空气中弥漫着浓郁的血腥气,两名都御史看着他,只一个下午的时间,便又一次刷新了对这位禁卫指挥使的认知,心中对他越加忌惮。

可他的脸上却带着带着和煦的笑意,“还有吗?”

狱史战战兢兢的上前两部,“回裴指挥还,还有最后一名,是司狱里给犯人收拾便溺的。

不,不过他,他年岁大了,应该没有疑点……”

裴梓隽将手中的湿帕优雅的扔进旁边的托盘里,慵懒的掀了掀眼皮,“你是在为他担保?”

狱史顿时一缩脖子:“没有,小人不敢……”

左都御史顿时对狱史瞪眼,“哪儿那么多废话,还不快提人过来?”

“是,小人这就去。”狱史不敢怠慢,转头就跑了出去。

心里有些懊恼,自己是脑袋进了浆糊才会犯蠢多嘴。

待狱史再次回来的时候,空气里多了一股腐臭气伴着血腥气,岂止‘销魂’可以形容?

不少人顿时犯了呕,捂住了口鼻。

可那气味儿仍旧无孔不入,顿时有人忍不住奔了出去,瞬间司狱里传来了干呕的动静。

这动静似乎是很有传染性,不少人跟着一起呕。

裴梓隽却面不改色的看着面前极具杀伤力的老者。

老者穿着灰扑扑破烂狱卒服侍,看着像是不小年岁了,佝偻着腰,稀疏的白发被一条灰布带绑在头顶,看样子平时也不打理,显得乱糟糟的。

布满沟壑的老脸也不怎么洗,黑褐色的肌肤透着油光,鼻涕堆积在门口,扔在街上就是一个十足的流浪汉。

“老丈在司狱多久了?”裴梓隽声音温和。

一旁的狱史张口刚要说什么,一下对上裴梓隽投过来的视线,他顿时低下了头。

那老者似乎耳背,一双浑浊的老眼看向裴梓隽,“大人说什么?”

他一张嘴,一股臭味儿便飘了过来,裴梓隽眉尖儿微蹙了下,淡淡对狱史道:“你告诉他。

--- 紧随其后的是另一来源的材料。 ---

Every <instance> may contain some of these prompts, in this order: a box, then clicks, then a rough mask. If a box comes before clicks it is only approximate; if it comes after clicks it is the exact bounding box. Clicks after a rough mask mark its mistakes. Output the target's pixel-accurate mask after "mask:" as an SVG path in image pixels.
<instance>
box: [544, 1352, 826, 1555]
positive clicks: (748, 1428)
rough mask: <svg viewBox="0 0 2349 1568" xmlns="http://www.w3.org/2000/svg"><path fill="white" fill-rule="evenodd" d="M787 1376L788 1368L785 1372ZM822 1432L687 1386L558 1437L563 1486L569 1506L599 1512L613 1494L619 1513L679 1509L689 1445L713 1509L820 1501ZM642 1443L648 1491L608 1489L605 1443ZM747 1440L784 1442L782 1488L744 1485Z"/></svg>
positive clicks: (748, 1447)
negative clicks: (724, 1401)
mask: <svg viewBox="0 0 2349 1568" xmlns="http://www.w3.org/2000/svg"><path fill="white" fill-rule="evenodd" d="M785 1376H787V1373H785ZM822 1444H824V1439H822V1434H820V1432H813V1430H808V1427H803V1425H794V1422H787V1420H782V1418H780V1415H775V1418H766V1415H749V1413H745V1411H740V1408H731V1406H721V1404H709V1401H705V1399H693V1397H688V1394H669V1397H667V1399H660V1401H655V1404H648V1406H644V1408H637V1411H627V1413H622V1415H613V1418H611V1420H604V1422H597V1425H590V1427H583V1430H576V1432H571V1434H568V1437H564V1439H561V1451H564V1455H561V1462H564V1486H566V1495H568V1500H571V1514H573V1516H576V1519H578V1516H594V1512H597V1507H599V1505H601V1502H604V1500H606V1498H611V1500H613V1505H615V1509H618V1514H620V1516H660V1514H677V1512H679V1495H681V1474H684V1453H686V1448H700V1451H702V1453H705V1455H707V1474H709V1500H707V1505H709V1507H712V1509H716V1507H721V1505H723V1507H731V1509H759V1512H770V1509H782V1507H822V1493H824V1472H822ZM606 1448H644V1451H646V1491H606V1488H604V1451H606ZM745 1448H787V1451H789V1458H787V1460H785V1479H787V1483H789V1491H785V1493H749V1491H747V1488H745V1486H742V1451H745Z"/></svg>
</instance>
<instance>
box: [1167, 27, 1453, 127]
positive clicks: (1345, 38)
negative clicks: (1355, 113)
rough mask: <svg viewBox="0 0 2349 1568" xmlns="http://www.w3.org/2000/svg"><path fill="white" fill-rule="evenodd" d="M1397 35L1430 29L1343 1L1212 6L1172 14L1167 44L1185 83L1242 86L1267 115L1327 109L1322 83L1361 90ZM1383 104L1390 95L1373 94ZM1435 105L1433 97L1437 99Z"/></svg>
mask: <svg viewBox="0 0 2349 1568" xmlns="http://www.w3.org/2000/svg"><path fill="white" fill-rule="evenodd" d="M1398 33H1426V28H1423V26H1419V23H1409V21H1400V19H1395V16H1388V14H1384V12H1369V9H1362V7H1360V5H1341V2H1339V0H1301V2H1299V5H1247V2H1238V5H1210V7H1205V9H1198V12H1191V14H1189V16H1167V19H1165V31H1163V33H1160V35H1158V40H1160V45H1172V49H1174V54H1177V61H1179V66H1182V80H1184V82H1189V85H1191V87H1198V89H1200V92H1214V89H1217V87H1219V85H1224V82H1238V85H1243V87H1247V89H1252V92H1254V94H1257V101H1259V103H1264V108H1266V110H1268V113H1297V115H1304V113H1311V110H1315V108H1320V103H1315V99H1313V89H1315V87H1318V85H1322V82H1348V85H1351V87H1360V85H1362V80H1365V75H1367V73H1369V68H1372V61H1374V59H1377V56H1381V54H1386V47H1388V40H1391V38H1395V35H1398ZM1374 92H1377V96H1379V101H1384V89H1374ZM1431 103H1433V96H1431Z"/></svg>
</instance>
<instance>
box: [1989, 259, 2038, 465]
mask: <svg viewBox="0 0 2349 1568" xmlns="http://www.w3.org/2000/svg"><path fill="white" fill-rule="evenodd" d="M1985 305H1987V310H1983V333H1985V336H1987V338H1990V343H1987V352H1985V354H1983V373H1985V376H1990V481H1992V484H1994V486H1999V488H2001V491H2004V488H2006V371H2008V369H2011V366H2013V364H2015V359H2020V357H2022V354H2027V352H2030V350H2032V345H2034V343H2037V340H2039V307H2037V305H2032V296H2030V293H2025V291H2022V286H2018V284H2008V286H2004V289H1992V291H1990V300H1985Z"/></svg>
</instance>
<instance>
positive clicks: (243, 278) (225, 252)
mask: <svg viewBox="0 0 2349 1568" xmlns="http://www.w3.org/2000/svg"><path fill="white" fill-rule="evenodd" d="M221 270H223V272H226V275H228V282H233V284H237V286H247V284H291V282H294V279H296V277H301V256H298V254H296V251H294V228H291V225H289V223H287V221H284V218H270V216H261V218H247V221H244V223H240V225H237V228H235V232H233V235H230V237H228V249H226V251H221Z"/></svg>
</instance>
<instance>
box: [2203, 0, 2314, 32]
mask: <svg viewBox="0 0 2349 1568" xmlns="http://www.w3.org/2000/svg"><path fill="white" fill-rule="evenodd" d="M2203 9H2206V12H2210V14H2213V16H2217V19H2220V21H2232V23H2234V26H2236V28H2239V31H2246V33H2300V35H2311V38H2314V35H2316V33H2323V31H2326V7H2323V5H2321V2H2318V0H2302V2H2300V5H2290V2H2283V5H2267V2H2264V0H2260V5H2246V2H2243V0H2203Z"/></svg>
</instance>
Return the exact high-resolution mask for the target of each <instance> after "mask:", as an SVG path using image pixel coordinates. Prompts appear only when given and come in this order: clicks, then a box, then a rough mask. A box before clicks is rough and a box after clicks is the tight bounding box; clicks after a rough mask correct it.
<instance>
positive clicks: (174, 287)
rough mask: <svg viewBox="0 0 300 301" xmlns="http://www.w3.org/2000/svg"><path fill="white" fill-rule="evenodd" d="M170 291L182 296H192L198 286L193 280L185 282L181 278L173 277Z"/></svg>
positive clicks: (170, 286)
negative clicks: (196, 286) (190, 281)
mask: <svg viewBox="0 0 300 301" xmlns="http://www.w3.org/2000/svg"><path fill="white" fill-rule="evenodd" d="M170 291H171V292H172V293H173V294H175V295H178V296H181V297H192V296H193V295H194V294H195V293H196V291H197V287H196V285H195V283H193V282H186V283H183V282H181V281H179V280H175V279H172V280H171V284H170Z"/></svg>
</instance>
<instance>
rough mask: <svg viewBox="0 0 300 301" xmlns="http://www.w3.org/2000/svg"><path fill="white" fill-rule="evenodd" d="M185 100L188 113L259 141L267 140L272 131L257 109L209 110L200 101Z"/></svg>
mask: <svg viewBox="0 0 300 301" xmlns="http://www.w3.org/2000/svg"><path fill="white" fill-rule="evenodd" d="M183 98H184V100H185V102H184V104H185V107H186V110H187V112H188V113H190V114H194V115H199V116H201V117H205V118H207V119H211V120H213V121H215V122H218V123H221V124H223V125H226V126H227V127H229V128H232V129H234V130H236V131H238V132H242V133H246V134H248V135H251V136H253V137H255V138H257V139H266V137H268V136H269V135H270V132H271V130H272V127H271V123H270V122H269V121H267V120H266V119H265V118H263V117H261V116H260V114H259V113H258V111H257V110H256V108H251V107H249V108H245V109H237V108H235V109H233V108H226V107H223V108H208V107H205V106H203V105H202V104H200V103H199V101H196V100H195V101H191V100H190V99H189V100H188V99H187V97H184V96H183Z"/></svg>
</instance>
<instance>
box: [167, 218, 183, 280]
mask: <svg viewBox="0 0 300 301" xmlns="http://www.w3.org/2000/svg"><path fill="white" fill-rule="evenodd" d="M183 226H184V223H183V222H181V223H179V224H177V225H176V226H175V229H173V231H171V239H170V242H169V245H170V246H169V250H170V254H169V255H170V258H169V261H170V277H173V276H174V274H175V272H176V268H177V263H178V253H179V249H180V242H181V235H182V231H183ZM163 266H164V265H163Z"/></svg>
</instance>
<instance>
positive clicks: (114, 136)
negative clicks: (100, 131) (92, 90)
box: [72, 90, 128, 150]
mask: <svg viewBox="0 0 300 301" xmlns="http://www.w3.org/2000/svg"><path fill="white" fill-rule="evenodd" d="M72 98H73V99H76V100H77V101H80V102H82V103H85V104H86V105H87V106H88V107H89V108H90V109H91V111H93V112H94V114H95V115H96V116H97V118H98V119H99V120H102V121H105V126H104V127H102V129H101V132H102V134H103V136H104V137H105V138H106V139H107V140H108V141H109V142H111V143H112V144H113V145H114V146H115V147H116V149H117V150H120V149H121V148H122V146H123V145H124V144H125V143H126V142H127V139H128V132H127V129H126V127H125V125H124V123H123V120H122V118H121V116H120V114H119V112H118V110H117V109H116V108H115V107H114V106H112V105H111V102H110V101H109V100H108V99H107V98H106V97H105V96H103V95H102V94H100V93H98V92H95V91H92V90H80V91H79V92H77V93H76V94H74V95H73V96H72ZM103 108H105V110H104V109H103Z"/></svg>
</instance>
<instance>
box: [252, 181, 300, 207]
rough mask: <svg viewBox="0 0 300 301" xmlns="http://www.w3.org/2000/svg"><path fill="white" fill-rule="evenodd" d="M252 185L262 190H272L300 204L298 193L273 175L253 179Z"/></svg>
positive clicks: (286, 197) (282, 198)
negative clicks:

”

狱史连忙上前,在老头耳边大声重复一遍裴梓隽的话。

老头:“回大人,来了三十年了。”

裴梓隽又问了几个无关案情的问题。

老头在狱史的重复下回答了。

裴梓隽又问:“你可去给刑部郎中收拾过便溺?”

狱史看向裴梓隽,而裴梓隽却只看着老者。

两名都御史对裴梓隽愈发糊涂不解,从开始盘问到现在,有的他只问了句便让人退下了。

有的他只看了眼便打发了。

也有动了刑,却吐出了一些其他的事。

而对这个老者,他却先问了这些无关案情的东西。

就在这时,只听裴梓隽道:“将他请到刑架上去吧。”

老者闻言,浑浊的老眼一震。

在场的所有人也都为之一愣,在裴梓隽的视线下动了起来。

手脚麻利的将老者给挂上了刑架。

裴梓隽随手拿了一支细长且尖利的铁签,走到老者面前,“给你个机会,是不是你对刑部郎中下的手?”

老者沙哑着声音道:“我不知大人说的什么,啊……”

他的话音才落,瞬间一股剧痛传来,忍不住发出一声惨嚎。

“这回知道了吗?”裴梓隽温和的问了一句。

细长的铁签从老者指甲缝中拔出。

老者痛的双眼似要暴突出来一般,大张着嘴半天才缓过这口气来。

众人看着那铁签,不禁都是浑身一抖。

这东西司狱里没有,有的只是些烙铁、皮鞭等等,是这位指挥使说那些东西太血腥。